Увлёкшись, Павел не заметил, что Филиппу Николаевичу прошлая история, была вовсе не по нутру. Потому что операция «изм-есс» – (социализм-прогресс), зависела не от нахрапистого Чуркина, а от личного обаяния самого Филиппа Секретова.
– Обзвонила всех подшефных, – продолжал заливать Чуркин. – На обкомовской машине подвозили. Работали как черти. Столярку, монтаж, грунт, штукатурками цветными, – все сами!
– Но сперва, –
– Что ты брешешь, сиплый?! Трибунал по тебе плачет! – Филипп зачесал назад взмокшие волосы.
– А что навоз, дела полезные! Потом родное, для души: голубки, солнышко, сказки народные, узоры всякие, – и с такой теплотой стал говорить о своих художествах. – Эскизы, картоны, – всё при нас, – на любой сюжет и размер стены. Дома заготавливали, – наивно выкладывал Павел глухую непросвещённость в деле монументального искусства. – Приехали с Филиппком из Казахстана, взяли к весне по «Жигуленку».

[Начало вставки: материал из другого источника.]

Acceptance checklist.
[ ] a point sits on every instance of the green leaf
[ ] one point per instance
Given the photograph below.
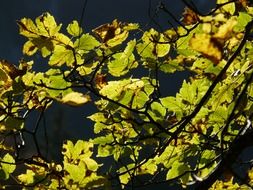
(27, 178)
(46, 25)
(74, 29)
(242, 20)
(76, 99)
(9, 166)
(124, 61)
(230, 7)
(177, 169)
(86, 43)
(61, 55)
(153, 45)
(76, 172)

Такой истории Юра не знал. Он дружил с Филиппом, деды и прадеды его были астраханскими купцами. Секретов часто приходил к Жилкиным в дом с деловым видом и со своей закуской. Атакующе извинялся, снимал лаковую обувь, и залезали с Юрой по железной лестнице на чердак смотреть с крыши футбольный матч «Спартака» и «Химика».
Нанося Жилкиным «футбольные» визиты, Филипп любил похвастать, что его почтовая марка с домиком Циолковского попала на выставку Бьеннале, надеясь на отношение к себе более достойное.
– Хотите, Вера Николаевна, я принесу вам этот журнал?
– Я не собираю марки, но мне приятно будет убедиться в вашем мастерстве.
Филипп намерился уйти. Сегодня уж не придёт, понадеялась Ветлова.
Не прошло и полчаса, вежливый Филипп, обтирая о коврик ноги, появился в дверях с журналом, где была напечатана его почтовая марка. Делец, ловкач, Филипп оказался к тому же ещё и доверчивым подстать Юре.
Юра, лихорадочно цветущий, собой довольный, доказывал сейчас свою любовь к Секретову:
– Филиппу надо заработать! У него семья, – двое детей. Сын Филиппа учится в музыкальной школе, дочь в английской. К тому же алиментщик. Только меня Бог пока миловал от алиментов, – с ехидством посмотрев на свою жену.
– Мужчина должен быть добытчиком, – наставлял Секретов Мишу. – А женщина – латать и чистить ему шкуры.
– Какие шкуры? – спросил мальчик. – Как у в первобытных людей?
С топчана раздался тихий стон. Уже готов, – подумала Ветлова.
Шторка колыхнулась, Вячеслав Гулов сел на ящике к столу.
– Я трезв, – хотя подобный факт никого здесь не трогал. – …Мы все тут, как лягушки в мешке, на которых ставит опыт сама жизнь, – заметил Гулов. – Кто отдаст концы от инъекций «изм-есс», а кто и выживет.
– Профилактика нужна, – ответила Вера.
– Купанье в проруби? – посмотрел внимательно, и зрачки его, потеряв объект, зависли где-то далеко.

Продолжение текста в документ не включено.